R nanocourse 4: Dynamic Documents

Introduction

After the three first parts of the nanocourse, you have learned the basics of manipulating R and the Markdown language in the context of International Business. This session will consolidate all previous steps in order to create dynamic documents from an initial RMarkdown document.

Goals

At the end of the lab, you should be able to:

  1. explore the YAML options;
  2. understand the details of the R chunk settings;
  3. {import | transform | visualize} your data in a reproducible process.
  4. export your RMarkdown document in a {PDF | .html | .doc} file;
  5. transform your RMarkdown document into a ioslide format (powerpoint-like);

The goal of this session is to create a RMarkdown document regarding the analysis of a specific industrial sector in Russia.
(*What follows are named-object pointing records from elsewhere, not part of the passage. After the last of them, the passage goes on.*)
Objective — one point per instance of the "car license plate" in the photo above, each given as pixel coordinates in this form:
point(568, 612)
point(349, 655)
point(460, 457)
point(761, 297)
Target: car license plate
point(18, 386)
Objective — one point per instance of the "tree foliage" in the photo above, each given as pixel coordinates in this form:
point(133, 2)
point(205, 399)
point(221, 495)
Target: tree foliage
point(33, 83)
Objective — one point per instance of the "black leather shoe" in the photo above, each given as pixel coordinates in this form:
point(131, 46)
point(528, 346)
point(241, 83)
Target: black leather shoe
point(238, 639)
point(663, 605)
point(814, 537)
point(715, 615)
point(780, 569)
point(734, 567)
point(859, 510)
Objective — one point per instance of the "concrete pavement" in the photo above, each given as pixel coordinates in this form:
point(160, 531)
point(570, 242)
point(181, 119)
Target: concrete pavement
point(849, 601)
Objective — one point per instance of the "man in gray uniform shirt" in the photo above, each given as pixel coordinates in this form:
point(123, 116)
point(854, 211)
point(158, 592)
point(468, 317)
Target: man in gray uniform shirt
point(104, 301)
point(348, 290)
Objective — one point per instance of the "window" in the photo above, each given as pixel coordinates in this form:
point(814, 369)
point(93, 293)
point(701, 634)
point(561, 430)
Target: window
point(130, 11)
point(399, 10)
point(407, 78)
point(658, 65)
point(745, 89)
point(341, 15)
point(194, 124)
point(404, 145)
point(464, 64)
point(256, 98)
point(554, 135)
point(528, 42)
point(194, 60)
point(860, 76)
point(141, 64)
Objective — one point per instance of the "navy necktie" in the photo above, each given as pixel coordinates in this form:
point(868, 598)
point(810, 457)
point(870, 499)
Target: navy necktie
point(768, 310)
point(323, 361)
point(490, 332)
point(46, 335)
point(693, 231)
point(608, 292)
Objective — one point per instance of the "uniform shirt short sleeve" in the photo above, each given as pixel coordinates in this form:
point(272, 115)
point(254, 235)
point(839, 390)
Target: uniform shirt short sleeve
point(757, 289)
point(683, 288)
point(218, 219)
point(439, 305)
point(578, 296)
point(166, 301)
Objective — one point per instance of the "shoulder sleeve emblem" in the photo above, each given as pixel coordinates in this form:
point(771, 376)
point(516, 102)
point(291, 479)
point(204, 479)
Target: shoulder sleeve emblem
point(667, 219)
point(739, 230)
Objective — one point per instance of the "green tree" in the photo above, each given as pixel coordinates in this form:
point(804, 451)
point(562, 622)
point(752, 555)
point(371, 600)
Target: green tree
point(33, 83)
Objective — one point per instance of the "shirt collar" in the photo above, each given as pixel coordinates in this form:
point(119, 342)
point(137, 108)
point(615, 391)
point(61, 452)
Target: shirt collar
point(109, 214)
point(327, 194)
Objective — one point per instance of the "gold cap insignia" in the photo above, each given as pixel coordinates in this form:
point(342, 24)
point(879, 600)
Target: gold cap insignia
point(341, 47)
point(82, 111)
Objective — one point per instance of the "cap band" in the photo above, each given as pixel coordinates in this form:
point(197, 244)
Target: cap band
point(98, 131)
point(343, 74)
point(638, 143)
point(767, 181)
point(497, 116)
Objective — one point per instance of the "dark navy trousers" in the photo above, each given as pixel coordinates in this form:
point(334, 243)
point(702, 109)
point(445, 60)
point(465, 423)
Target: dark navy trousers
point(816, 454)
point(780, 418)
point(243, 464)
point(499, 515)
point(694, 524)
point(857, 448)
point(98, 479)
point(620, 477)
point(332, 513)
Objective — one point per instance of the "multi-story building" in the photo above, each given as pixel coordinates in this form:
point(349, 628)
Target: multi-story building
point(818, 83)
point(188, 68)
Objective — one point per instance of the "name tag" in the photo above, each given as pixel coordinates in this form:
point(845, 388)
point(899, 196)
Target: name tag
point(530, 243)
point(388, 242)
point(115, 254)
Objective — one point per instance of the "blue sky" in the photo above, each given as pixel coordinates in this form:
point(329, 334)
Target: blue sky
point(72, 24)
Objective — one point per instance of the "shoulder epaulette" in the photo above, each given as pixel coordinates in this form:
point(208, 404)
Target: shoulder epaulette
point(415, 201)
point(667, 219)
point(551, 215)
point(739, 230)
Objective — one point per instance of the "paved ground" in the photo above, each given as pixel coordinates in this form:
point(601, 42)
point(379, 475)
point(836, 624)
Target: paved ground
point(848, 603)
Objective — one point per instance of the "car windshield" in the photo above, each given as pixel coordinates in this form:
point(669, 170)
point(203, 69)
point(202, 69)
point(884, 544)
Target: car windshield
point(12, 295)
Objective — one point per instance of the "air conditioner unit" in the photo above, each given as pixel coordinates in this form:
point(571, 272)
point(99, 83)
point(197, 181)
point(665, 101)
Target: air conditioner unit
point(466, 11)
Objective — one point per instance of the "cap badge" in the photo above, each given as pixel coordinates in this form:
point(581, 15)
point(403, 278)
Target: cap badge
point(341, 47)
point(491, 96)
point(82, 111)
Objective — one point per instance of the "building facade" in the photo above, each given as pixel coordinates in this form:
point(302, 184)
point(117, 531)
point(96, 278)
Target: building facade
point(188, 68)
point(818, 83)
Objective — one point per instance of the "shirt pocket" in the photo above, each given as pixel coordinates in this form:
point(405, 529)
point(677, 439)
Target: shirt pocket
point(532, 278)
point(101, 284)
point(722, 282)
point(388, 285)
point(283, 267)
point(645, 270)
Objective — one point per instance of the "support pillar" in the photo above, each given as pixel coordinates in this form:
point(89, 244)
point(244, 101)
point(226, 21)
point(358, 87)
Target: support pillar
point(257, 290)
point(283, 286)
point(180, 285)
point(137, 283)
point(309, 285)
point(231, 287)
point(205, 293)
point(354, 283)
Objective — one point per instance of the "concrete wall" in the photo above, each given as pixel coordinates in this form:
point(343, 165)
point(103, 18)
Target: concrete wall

This RMarkdown document will produce both a PDF file and an ioslide presentation.

Keywords: RMarkdown; ioslide; beamer; RStudio; reproducible research

List of all commands studied so far

Throughout the last three Nanocourses, we have seen a total of 28 different commands. With these commands, you will be able to perform your analysis.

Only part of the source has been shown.